「母が死んでほっとしました」原爆を生き抜いた「ヤングケアラー」がいた…いまだ「被爆者」に認定されず
広島、長崎への原爆投下から、今年で79年。体験者たちにとって「あの日」は過去のことではない。 【写真】原爆投下時に遊んでいた場所に立つ松尾さん「母が死んで、ほっとしました。ようやく母ちゃんが楽になったー、って」 4歳で原爆を体験した松尾栄千子(えちこ)さんは、病に倒れた両親を介護し、家事を一身に担うようになった。

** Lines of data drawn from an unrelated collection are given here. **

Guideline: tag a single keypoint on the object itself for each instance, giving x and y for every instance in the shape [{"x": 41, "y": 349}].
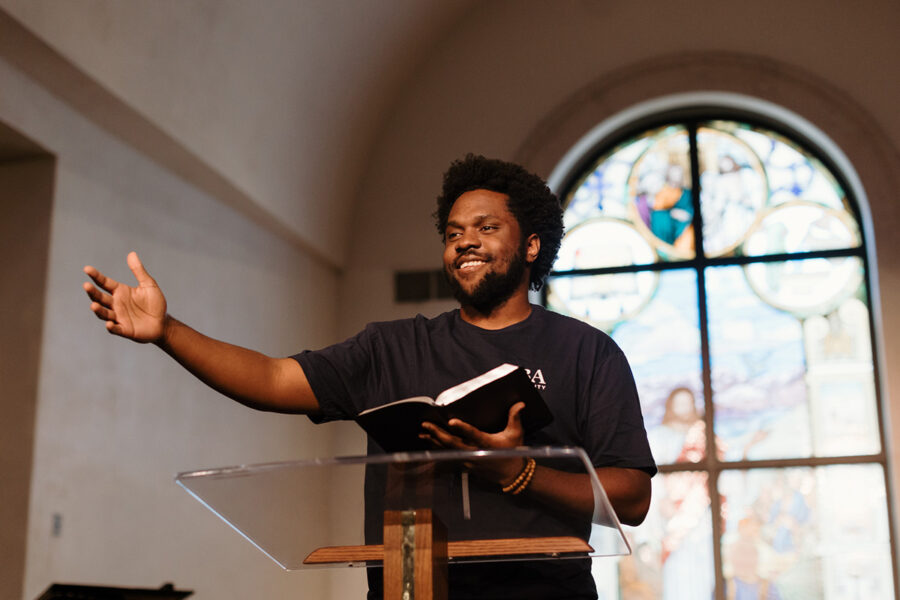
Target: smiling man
[{"x": 501, "y": 228}]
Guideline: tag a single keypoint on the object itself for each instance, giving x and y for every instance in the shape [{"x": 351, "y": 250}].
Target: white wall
[
  {"x": 282, "y": 98},
  {"x": 115, "y": 421}
]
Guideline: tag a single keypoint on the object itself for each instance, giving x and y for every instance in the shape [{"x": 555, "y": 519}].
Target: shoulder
[
  {"x": 568, "y": 325},
  {"x": 575, "y": 336},
  {"x": 409, "y": 326}
]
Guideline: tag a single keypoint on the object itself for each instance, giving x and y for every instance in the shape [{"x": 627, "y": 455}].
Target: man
[{"x": 501, "y": 228}]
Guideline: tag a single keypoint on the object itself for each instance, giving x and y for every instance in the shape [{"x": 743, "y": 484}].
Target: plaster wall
[
  {"x": 116, "y": 421},
  {"x": 282, "y": 98}
]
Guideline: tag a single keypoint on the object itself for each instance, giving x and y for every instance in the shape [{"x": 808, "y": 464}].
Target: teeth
[{"x": 471, "y": 263}]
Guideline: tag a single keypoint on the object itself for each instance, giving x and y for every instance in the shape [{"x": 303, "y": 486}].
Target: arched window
[{"x": 724, "y": 254}]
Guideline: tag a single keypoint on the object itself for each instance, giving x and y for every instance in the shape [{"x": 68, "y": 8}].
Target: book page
[{"x": 458, "y": 391}]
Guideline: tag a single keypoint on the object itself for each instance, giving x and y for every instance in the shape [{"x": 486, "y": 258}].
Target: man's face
[{"x": 485, "y": 256}]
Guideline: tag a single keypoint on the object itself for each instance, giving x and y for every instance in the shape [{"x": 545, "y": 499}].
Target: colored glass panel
[
  {"x": 662, "y": 343},
  {"x": 644, "y": 183},
  {"x": 805, "y": 208},
  {"x": 789, "y": 382},
  {"x": 806, "y": 532},
  {"x": 672, "y": 551}
]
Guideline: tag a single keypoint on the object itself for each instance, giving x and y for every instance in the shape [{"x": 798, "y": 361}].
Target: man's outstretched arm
[{"x": 254, "y": 379}]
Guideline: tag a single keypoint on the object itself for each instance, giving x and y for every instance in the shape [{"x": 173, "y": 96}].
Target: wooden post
[{"x": 415, "y": 556}]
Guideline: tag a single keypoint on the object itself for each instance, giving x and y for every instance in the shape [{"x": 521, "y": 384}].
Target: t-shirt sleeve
[
  {"x": 615, "y": 427},
  {"x": 341, "y": 376}
]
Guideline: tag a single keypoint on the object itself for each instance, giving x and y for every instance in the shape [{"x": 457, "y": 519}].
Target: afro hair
[{"x": 531, "y": 202}]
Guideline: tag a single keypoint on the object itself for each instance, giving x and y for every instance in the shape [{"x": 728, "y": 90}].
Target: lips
[{"x": 469, "y": 262}]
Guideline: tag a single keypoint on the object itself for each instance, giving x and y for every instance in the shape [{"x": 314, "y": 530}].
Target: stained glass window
[{"x": 727, "y": 260}]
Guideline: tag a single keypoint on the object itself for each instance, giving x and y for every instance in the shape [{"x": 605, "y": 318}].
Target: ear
[{"x": 532, "y": 248}]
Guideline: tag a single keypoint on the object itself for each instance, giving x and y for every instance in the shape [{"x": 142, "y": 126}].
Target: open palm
[{"x": 137, "y": 313}]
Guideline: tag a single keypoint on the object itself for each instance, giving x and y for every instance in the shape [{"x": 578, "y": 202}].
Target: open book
[{"x": 482, "y": 402}]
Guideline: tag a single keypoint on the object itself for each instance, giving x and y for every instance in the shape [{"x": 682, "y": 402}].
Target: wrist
[
  {"x": 165, "y": 336},
  {"x": 522, "y": 480}
]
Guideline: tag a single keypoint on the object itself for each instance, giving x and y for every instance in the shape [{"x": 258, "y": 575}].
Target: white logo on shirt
[{"x": 537, "y": 379}]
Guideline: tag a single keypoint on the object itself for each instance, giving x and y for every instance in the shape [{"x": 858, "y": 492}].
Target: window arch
[{"x": 723, "y": 251}]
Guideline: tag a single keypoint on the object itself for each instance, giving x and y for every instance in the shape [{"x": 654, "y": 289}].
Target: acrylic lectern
[{"x": 410, "y": 513}]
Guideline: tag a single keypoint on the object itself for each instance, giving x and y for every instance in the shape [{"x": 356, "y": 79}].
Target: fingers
[
  {"x": 96, "y": 295},
  {"x": 514, "y": 422},
  {"x": 444, "y": 439},
  {"x": 103, "y": 313},
  {"x": 137, "y": 267}
]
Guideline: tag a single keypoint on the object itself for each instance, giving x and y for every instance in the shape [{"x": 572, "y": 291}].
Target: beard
[{"x": 495, "y": 287}]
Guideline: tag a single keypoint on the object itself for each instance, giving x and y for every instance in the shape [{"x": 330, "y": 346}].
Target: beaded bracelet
[{"x": 522, "y": 480}]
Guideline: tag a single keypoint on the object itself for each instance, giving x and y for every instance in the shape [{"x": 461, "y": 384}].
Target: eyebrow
[{"x": 479, "y": 219}]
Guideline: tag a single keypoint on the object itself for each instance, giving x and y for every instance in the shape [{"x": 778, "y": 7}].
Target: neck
[{"x": 513, "y": 310}]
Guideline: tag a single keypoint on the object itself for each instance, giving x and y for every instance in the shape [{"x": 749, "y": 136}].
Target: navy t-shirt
[{"x": 580, "y": 372}]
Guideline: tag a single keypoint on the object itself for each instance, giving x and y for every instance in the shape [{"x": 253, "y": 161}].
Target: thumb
[
  {"x": 515, "y": 416},
  {"x": 137, "y": 267}
]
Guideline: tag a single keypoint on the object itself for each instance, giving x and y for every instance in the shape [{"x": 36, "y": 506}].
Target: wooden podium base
[
  {"x": 415, "y": 556},
  {"x": 415, "y": 553}
]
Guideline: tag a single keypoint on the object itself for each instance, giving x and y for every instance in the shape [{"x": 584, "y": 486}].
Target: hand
[
  {"x": 462, "y": 436},
  {"x": 137, "y": 313}
]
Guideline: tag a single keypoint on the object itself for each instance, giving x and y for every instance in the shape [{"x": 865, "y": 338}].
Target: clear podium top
[{"x": 330, "y": 512}]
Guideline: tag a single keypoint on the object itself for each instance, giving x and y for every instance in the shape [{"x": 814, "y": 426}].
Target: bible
[{"x": 482, "y": 402}]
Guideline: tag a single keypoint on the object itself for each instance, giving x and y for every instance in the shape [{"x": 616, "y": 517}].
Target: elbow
[{"x": 634, "y": 511}]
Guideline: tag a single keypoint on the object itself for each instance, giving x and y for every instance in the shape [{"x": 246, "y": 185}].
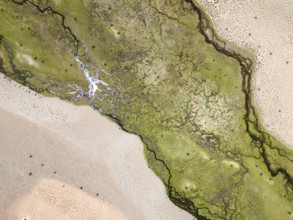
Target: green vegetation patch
[{"x": 162, "y": 73}]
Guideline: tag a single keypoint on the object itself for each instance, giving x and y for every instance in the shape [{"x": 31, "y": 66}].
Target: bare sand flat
[
  {"x": 265, "y": 27},
  {"x": 70, "y": 161}
]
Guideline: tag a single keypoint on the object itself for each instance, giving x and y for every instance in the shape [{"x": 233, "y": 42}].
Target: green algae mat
[{"x": 157, "y": 68}]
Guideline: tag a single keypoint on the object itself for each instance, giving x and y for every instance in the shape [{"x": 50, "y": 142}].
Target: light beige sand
[
  {"x": 50, "y": 200},
  {"x": 85, "y": 150},
  {"x": 266, "y": 27}
]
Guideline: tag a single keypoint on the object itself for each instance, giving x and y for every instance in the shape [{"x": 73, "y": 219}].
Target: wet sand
[
  {"x": 63, "y": 161},
  {"x": 265, "y": 27}
]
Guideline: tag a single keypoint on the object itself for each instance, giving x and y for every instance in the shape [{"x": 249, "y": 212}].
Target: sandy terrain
[
  {"x": 59, "y": 161},
  {"x": 266, "y": 27}
]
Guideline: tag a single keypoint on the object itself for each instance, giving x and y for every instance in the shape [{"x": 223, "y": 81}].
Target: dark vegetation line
[
  {"x": 261, "y": 138},
  {"x": 175, "y": 197}
]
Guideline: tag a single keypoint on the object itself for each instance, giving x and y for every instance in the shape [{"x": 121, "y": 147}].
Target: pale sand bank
[
  {"x": 266, "y": 27},
  {"x": 62, "y": 144}
]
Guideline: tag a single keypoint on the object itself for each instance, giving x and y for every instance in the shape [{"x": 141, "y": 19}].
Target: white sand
[
  {"x": 86, "y": 150},
  {"x": 266, "y": 27}
]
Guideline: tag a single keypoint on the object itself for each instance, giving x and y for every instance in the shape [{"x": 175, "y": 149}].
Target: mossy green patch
[{"x": 168, "y": 78}]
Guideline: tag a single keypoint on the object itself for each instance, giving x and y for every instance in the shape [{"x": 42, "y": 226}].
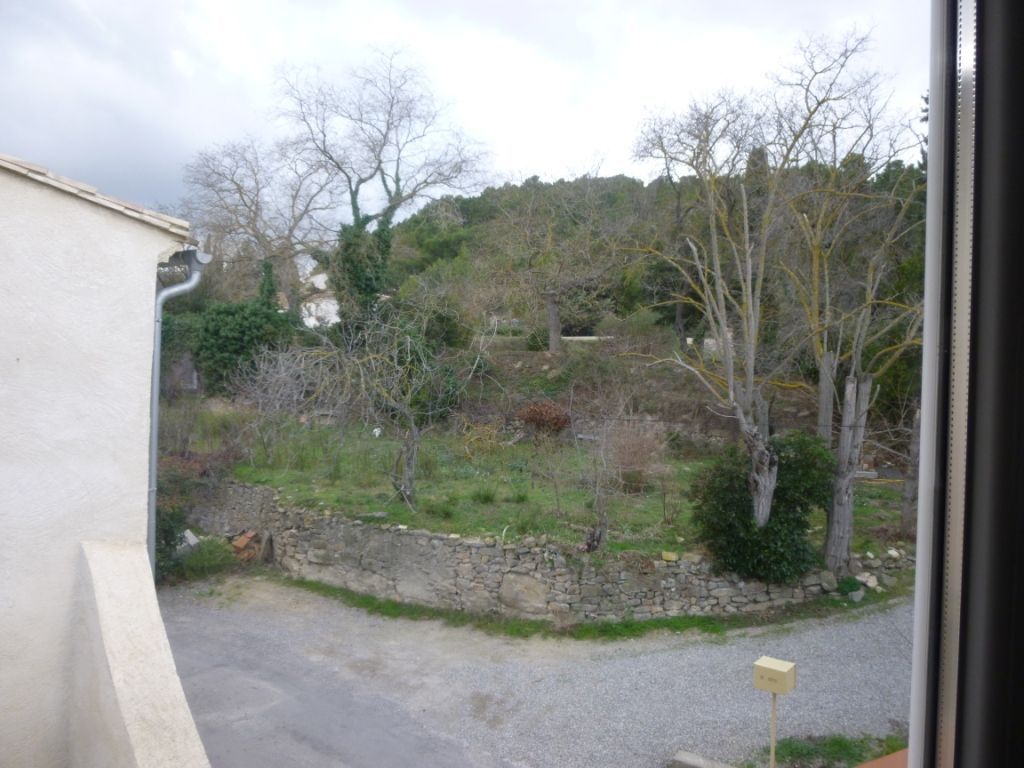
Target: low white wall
[{"x": 128, "y": 707}]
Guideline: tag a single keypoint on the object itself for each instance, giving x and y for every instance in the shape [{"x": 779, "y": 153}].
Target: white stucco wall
[{"x": 77, "y": 287}]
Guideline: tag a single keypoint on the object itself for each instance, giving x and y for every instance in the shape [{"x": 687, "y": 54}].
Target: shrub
[
  {"x": 724, "y": 517},
  {"x": 633, "y": 450},
  {"x": 545, "y": 418},
  {"x": 230, "y": 335},
  {"x": 483, "y": 495},
  {"x": 208, "y": 557},
  {"x": 537, "y": 340},
  {"x": 445, "y": 330}
]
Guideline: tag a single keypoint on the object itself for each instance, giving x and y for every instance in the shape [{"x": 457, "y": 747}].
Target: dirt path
[{"x": 280, "y": 677}]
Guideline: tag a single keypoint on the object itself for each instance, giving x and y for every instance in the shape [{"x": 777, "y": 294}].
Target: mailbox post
[{"x": 774, "y": 676}]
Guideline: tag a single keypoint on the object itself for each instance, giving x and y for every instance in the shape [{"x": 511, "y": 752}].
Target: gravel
[{"x": 432, "y": 695}]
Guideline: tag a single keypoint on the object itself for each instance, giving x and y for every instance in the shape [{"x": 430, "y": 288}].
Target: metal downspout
[{"x": 195, "y": 261}]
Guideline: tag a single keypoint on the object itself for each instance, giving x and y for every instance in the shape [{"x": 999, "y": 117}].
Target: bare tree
[
  {"x": 385, "y": 140},
  {"x": 562, "y": 238},
  {"x": 787, "y": 182},
  {"x": 262, "y": 202},
  {"x": 723, "y": 144},
  {"x": 852, "y": 205}
]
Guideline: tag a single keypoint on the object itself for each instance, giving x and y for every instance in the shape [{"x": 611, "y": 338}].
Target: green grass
[
  {"x": 521, "y": 489},
  {"x": 471, "y": 489},
  {"x": 626, "y": 629},
  {"x": 835, "y": 751},
  {"x": 210, "y": 556},
  {"x": 507, "y": 626}
]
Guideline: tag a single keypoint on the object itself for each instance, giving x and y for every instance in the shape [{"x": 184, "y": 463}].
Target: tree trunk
[
  {"x": 680, "y": 327},
  {"x": 410, "y": 453},
  {"x": 851, "y": 441},
  {"x": 908, "y": 517},
  {"x": 826, "y": 395},
  {"x": 764, "y": 473},
  {"x": 554, "y": 323}
]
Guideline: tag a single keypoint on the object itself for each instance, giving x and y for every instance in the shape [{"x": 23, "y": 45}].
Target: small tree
[
  {"x": 384, "y": 140},
  {"x": 230, "y": 335},
  {"x": 778, "y": 551},
  {"x": 404, "y": 379}
]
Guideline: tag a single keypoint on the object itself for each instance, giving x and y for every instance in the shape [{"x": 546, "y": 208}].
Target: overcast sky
[{"x": 121, "y": 93}]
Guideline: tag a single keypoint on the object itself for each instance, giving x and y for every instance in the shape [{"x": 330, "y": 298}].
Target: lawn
[
  {"x": 527, "y": 488},
  {"x": 473, "y": 481}
]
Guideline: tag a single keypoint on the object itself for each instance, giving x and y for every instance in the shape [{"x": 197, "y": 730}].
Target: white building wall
[{"x": 77, "y": 286}]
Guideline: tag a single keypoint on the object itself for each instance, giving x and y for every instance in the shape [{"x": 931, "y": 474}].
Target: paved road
[{"x": 279, "y": 677}]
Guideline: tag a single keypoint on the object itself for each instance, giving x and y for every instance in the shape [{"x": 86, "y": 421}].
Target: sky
[{"x": 122, "y": 93}]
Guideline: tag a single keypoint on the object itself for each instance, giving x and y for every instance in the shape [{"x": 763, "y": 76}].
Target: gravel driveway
[{"x": 280, "y": 677}]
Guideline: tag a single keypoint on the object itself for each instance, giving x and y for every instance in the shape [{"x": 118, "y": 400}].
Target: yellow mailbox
[{"x": 774, "y": 675}]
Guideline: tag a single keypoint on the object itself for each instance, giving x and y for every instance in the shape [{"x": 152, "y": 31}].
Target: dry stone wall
[{"x": 529, "y": 578}]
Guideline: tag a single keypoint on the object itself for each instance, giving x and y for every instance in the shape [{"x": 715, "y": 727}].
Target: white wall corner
[{"x": 128, "y": 708}]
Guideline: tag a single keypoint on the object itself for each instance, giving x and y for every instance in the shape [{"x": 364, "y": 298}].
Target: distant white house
[
  {"x": 86, "y": 673},
  {"x": 320, "y": 307}
]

炊事に洗濯、畑の仕事まで。「あかぎれだらけになった私の手を見て、母は泣いていました」。83歳になった今でも、思い出しては涙をこぼす。 自身も闘病しながら、高校進学もあきらめて家族を支えた日々。彼女は、原爆が生んだ「ヤングケアラー」だった。その苦しみは、今に至るまで取り残されている。
爆風に吹き付けられて
数分歩けばそこは海、というような長崎市の網場(あば)町に松尾さんは生まれた。当時は日見村の一部で、町名には魚を捕るために網を仕掛ける場所、という意味がある。潮風が流れ、山にも近い。 船大工の父とそれを手伝う母、2人の姉と兄のもとに松尾さんは生まれた。太平洋戦争が始まったのは、1歳になってまもない頃。長崎も市街地を中心にたびたび空襲に見舞われたが、彼女自身は「戦争」を理解してはいなかった。戦争末期には妹が生まれ、松尾さんは4歳になっていた。 近所に、仲良しのお友達がいた。1つ年下のシンコちゃんだ。きょうだいとは年が離れていたから、彼女と人形遊びやおままごとをして、1日中一緒に過ごした。 1945年8月9日の朝も、シンコちゃんを誘って近くの海へ。兄たちはパンツ一丁で気持ちよさそうに泳いでいたが、まだ幼かった松尾さんたちは、海に入ってはいけないと言いつけられていた。打ち上げられた石を拾い集めたり、道に絵を描いたりして遊んでいた。 午前11時2分、米軍爆撃機「ボックス・カー号」が投下した原子爆弾が上空500mでさく裂。松尾さんがいた地点は爆心地から約8km離れていた。 ピカッと光り、吹き飛ばされそうなほど強い風が吹きつけた。海を見ると、泳いでいたはずの兄たちがいない。爆風で押さえつけられて、海中に沈んだようだった。 巻き上げられた砂利や小石がからだに当たる。「痛い、痛い」と言いながらシンコちゃんの家へ逃げ込んだ。トタンの壁が揺れ、ギイギイと音を立てながら外れて飛んで行く。内部の土壁も、ポロポロと崩れ始めていた。 まだ幼かったからだろうか、「怖い」という感情はそれほどなかった。玄関のすき間から外を見ると、大きな木が弓のように曲げられて、折れもせずに倒れている様子が見えた。爆風の衝撃に、ただただ驚いていた。 まもなく父が迎えに来てくれて、暗渠(あんきょ)に避難してから家へ帰った。窓ガラスが割れ、外れた障子やふすまがあちこちに散乱してぐちゃぐちゃになっていたのを母は片づけていた。幸いにも兄たちは海から避難し、先に家に帰っていて無事だった。 何時ごろのことかは覚えていないが、パラパラと雨が降ってきた記憶もある。芋の葉っぱから、黒いしずくがぽたぽたと落ちるのもその目で見た。灰が降って裏手の山も白っぽくなり、畑で育てていた野菜にも降りかかっていた。だが、当時は「被ばく」のことなど思いもしなかった。